Spruiking social innovation

Japanese multinational Hitachi is one of the world's biggest companies but was recording record losses in 2009 when it decided to change tack.  New management decided to pursue a fresh strategy of large scale social innovation - a program of contributing to society through smart cities, apps and inventions.

Neil Evans, general manager Australia and New Zealand with Hitachi Data Systems told Business Spectator the company's values haven't changed but its outcomes have.

"Technology has already enabled significant change in the way we live and work but the world is at a turning point where technology will underpin the way our society operates – change that simply wasn’t possible a century ago," Evans said.

"In this globalised environment people need to find a more logical and sustainable way of living and Hitachi is focused, passionate and well positioned to drive this change.”

The company is working on man-made leaves, 50 cent folding microscopes, solar powered desalination plants and robots who teach children with special needs. There's an underlying desire for profit of course - government contracts are lucrative things - but it's refreshing to see a company talk about the Internet of Things (IoT) and connected devices in a way that may really change the world for the better.

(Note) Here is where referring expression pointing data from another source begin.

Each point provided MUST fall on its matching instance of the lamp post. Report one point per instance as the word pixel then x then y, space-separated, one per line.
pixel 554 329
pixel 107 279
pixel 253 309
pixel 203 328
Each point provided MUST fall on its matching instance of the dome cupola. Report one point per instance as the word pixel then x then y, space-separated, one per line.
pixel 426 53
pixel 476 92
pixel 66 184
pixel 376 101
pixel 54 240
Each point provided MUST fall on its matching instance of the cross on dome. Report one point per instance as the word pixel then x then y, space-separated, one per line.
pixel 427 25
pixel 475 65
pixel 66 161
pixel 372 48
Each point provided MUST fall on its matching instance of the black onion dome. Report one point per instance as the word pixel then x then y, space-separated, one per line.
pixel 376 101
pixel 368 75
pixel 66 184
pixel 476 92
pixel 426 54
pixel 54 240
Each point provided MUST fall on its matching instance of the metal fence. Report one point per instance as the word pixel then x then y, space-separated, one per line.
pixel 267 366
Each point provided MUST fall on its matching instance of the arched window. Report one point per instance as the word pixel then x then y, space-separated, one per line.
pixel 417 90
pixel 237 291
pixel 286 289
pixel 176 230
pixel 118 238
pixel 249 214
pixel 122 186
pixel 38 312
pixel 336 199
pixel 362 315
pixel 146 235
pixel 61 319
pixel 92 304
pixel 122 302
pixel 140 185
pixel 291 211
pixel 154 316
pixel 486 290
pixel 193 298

Apple too is realising the broader benefits of social good, turning its App Store RED for two weeks to help fight HIV/AIDS and raising US$75 million in the process. Importantly, the company managed to get third party content creators - big ones - to opt-in to supporting the campaign, with all in-app purchases going to charity. Over the two weeks Angry Birds players could perfect their bird-flinging with (RED)’s Mighty Feathers and challenge themselves to a bonus golden egg level, while Garageband offered 300 exclusive loops with all proceeds going to fight the disease. The result was a win-win; good PR and karma for Apple and vital money in the fight against HIV/AIDS.

Uber faux pas

And what about start-ups? Uber is struggling to reconcile its aggressive, market disrupting approach with respect for the social context it's operating within.

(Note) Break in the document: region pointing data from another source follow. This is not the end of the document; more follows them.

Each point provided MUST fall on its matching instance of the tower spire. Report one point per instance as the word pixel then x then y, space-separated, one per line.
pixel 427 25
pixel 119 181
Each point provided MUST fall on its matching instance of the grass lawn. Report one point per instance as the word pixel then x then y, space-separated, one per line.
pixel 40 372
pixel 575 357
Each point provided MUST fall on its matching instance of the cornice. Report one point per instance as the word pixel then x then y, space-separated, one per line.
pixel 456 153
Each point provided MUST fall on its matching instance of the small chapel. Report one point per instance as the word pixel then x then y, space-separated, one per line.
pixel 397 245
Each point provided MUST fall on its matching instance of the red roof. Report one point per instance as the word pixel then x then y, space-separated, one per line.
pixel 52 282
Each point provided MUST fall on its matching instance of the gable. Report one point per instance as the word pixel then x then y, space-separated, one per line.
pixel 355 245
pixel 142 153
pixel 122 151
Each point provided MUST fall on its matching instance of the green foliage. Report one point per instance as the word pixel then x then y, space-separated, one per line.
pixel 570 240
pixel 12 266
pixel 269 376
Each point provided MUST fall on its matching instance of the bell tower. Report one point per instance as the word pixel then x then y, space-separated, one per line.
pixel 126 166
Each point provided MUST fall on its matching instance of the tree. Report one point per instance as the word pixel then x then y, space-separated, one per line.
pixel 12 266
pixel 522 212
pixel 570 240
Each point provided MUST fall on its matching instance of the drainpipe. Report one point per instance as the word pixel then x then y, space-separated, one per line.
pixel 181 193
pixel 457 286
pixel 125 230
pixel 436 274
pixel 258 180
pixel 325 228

It took a sexual assault controversy, outrage over comments it would track journalists and an ever-growing list of PR faux pas' to compel Uber to show a more socially responsible face, albeit a pretty lame one.

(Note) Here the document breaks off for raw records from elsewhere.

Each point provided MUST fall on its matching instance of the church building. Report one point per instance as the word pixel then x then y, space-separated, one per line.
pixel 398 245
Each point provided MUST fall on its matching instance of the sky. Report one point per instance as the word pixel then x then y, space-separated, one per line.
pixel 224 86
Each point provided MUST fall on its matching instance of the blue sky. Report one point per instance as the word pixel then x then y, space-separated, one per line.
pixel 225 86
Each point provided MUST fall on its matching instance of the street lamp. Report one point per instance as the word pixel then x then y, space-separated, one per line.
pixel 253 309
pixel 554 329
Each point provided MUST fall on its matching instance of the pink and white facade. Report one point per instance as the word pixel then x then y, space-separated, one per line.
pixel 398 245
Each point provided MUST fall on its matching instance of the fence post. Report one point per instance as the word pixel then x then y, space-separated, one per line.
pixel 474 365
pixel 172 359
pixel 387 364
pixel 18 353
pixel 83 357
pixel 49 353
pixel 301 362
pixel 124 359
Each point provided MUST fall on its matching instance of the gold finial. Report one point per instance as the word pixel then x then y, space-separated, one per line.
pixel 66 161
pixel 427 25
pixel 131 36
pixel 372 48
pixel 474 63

Consistent outrage over its methods of acquiring customers from its rivals has led to a quick response. There's a partnership with the 'No Kid Hungry' initiative, with the addition of a 'Donate' button in the app which would automatically add a $5 donation to each ride - from the user.

Tech start-ups as a general rule put themselves and their business first, and perhaps for that they can be forgiven - at least until they reach a level of funding and scale that they can be held to the same standards as everyone else.

Apps are an easily scalable and shareable way of shaping the world we live in. Just as the architects of the world built Melbourne and Sydney with skyscrapers and iconic bridges, app developers are constructing the places we spend an increasing amount of time in. Some developers are choosing to elbow their way to the top of the App Store, but others, perhaps ones that can afford to, are doing so with an eye to social good. 

Questions remain over whether companies like Samsung, Hitachi and Apple are genuine with their values and if their drive to do good is driven by altruism, or economic sense. In most cases it's a bit of both.

But a phone filled with apps to donate to others, to preserve a dying culture or to improve the health of LGBTIQ Australians is a better outcome than a phone filled with selfies, entitled rants and voucher codes.

And as consumers we're able to drive a demand so that the next tech giant is more about social conscience than selfies. Now that's a pretty powerful thing.